Bu meslek için görev yapan tüm eczacılar farklı kulvarlarda görevler yapıyor olsa da ortak paydaları eczacılık mesleğidir. Bu yüzden de mesleğini farklı şekillerde icra eden eczacılar birbirlerinin rakibi değildir ve olmamalıdır. Her bir kulvardaki her bir eczacının sorunu diğer bir kulvardaki eczacının da sorunu olmalı ve bu sorunları ortak payda da birleştirerek, çözümleri ortaklaşa bularak çözmelidir.

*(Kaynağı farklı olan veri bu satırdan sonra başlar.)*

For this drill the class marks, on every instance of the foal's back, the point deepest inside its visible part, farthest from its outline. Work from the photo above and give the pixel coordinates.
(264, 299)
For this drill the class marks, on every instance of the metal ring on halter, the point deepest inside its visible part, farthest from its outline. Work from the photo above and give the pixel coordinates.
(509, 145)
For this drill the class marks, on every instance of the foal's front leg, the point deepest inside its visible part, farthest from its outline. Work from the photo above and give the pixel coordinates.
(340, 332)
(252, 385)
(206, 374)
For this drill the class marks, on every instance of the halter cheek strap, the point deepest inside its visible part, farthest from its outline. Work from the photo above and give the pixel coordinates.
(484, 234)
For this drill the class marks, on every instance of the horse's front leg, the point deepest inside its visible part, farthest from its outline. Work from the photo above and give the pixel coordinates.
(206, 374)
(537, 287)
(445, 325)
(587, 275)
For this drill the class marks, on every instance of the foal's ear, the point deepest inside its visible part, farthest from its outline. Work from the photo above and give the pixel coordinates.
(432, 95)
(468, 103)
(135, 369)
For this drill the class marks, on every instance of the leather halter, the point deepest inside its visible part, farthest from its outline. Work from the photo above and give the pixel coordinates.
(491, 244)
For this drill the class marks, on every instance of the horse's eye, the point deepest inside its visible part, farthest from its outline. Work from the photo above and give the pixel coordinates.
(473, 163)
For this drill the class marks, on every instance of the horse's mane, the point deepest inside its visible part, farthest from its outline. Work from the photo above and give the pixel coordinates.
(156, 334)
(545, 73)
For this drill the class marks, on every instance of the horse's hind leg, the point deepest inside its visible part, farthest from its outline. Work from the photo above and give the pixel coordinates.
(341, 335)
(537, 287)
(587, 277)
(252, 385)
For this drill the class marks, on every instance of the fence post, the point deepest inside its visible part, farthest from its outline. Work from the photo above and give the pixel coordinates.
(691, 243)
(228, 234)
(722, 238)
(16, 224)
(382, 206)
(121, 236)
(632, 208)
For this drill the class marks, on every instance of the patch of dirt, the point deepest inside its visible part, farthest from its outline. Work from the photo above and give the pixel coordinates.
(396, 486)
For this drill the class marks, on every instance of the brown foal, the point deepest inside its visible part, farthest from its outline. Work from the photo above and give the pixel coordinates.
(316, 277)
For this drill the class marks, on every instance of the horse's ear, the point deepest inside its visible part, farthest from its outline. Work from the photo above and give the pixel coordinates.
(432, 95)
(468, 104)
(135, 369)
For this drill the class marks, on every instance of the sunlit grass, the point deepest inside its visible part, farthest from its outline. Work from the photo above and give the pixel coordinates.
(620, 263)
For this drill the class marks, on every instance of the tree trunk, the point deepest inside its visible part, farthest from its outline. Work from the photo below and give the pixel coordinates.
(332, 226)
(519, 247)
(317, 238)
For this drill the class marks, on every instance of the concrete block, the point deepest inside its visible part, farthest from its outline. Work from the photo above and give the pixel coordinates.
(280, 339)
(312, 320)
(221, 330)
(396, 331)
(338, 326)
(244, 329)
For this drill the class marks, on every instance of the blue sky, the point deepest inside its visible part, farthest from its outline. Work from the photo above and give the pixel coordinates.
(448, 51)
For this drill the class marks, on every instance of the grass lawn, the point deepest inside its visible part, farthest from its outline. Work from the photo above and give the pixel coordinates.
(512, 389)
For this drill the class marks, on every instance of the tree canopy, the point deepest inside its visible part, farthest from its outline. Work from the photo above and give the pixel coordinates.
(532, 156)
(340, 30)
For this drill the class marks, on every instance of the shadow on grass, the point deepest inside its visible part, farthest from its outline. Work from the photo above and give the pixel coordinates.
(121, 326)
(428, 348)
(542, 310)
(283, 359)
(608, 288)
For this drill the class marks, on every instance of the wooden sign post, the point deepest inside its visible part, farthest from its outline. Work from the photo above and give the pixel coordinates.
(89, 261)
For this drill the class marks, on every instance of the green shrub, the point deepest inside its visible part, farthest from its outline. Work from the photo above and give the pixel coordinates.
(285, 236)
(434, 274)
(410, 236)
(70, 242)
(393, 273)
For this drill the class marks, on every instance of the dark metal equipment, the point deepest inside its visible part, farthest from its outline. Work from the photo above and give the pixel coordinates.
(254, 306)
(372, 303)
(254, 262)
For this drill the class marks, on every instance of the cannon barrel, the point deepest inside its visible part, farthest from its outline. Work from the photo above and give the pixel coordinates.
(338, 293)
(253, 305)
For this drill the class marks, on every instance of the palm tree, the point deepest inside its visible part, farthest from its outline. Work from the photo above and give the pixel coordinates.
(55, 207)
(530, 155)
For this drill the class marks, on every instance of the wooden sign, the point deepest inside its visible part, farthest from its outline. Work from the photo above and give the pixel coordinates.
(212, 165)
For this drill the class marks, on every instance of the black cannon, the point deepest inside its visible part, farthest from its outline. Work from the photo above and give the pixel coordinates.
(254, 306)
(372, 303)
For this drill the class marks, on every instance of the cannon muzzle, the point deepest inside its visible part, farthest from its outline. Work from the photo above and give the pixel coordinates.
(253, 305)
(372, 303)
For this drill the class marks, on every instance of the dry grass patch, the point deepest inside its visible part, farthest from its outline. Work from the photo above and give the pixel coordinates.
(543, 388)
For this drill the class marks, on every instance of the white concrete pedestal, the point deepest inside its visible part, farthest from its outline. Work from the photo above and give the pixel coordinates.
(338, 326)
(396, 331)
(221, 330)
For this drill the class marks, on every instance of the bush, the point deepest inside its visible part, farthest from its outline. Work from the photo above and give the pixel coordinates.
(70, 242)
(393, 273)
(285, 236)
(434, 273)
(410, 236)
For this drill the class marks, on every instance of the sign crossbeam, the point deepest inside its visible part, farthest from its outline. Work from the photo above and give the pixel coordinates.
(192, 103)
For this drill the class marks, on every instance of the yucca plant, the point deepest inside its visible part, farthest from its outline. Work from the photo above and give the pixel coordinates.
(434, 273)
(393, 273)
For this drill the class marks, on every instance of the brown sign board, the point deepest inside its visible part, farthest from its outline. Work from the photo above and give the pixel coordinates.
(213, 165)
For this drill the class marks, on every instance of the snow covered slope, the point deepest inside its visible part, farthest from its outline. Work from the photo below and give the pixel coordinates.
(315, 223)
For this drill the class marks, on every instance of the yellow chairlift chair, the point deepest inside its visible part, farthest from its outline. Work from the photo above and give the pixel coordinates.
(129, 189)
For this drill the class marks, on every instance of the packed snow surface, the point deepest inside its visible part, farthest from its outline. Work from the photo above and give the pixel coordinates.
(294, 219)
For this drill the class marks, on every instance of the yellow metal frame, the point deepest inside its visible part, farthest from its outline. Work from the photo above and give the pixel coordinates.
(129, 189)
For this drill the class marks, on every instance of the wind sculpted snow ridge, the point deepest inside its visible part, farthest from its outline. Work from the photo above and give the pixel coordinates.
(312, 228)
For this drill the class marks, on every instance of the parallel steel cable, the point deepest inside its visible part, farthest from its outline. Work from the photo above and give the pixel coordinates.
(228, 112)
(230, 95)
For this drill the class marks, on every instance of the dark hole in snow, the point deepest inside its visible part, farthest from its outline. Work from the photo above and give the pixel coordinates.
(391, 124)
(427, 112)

Bu yüzden de “hepimiz birimiz, birimiz hepimiz için” olmalıyız.

Eczane eczacısının sorunları yıllardır bu kürsülerden dile getirilmekte ve belki de en çok dillendirilen sorunlar olmuştur bu yüzden de eczane eczacısı olmayan diğer meslektaşlarım tarafından da belki tepki bile almıştır. Sorunları belki de en çok eczane eczacıları yaşamış olmalarından dolayı fazlaca dillendirmenin yanı sıra, kamularda çalışan arkadaşlarımızın ortak çalışma platformlarına gerekli destekleri, gerekli katılımları sağlamadıkları, sağlayamadıklarındandır.

Ankara Eczacı Odası olarak bizler kamu ve serbest eczacıların bir sorununu diğerinden hiçbir zaman ayırt etmeden, ortak çalışmanın yol ve yöntemlerini hep aradık.

Özellikle bu dönemde oluşturulan Kamu Eczacıları Komisyonuyla yaptığımız, yapacağımız çalışmalarla ortak paydada sorunlara çözüm yolları araştırmak için gerekenler yapılmaya çalışılmıştır.

Yine Odamız bünyesi içerisinde oluşturduğumuz komisyonlarla; kamu ve serbest eczacıları bir araya getirerek; Meslek İçi Eğitim Programları, Sosyal etkinlikler gibi çalışmalarımızı sürdürmekteyiz.

Tüm kulvarlarda çalışan meslektaşlarımızın mutlaka sorunları vardır.

Kamuda çalışan meslektaşlarımızın; özlük hakları, kıdem tazminatları, çalışma ortamları, kadro, mesleki kadroda üst kademelerde görev alamamaları, Akademilerde ise YÖK tarafından yeterli kadro verilmeyişi gibi sorunlar artırılabilir.

Fakültelerimizde diğer meslekten kişilerin Eğitim - Öğretim kadrolarına atanmaları, fakülte dekanlarının eczacı olmadığı eczacılık fakülteleri, şişirilmiş öğrenci alım kontenjanları, anlamsız açılan eczacılık fakülteleri ve bağlı olarak yetersiz eğitimle mezun olacak öğrenciler.

Serbest eczanelerde, değişen döviz kuruna rağmen karşılığı tam olmayan düşük ilaç fiyatları, yok edilen kar oranları, eczaneler üzerine yıkılan iş yükleri, baskı ve denetimler ile yıldırmalar, zincir ve muvazaa sorunları gibi saydıkça sayılabilecek sorunlar…

Hastanelerde görev yapan meslektaşlarımızın döner sermayeden yeterince yararlanmamaları, zaman zaman başka meslekten kişilerin idari amir olarak üstlerine atanmaları, çalışma şartlarının ve koşullarının uygun olmayan ortamlarda olmaları gibi sorunlar öncelikli olarak sayılmalıdır.

İşte bu sorunları; başta da ifade ettiğim gibi kendi sorunlarıyla özdeş ve eşit tutarak mesleki çatı altında dillendirir ve çalışırsak çözümler bulunacaktır.

Bu yüzden eczacı odalarına üye olmayan meslektaşlarımı eczacı odamıza üye olmaya; üye olanları da odamız bünyesinde faaliyet gösteren komisyonlarda ve odanın değişik organlarında görev üstlenmeye davet ediyorum.

Büyük Önderimiz;

“Bir αmαcα doğru yürürken, kişisel düşünce ve çıkαrlαrı, bir tαrαfα bırαkαrαk, el ele vermek icαp eder; bαşαrının sırrı budur.” Demiş.

Sözlerime burada son verirken geleceğin hepimize, mesleğimize güzel günler getirmesini dilerken 14 Mayıs Eczacılık Günümüzü ve 19 Mayıs Atatürk’ü Anma Gençlik ve Spor Bayramımızı en içten dileklerimle kutluyor, saygılarımı sunuyorum.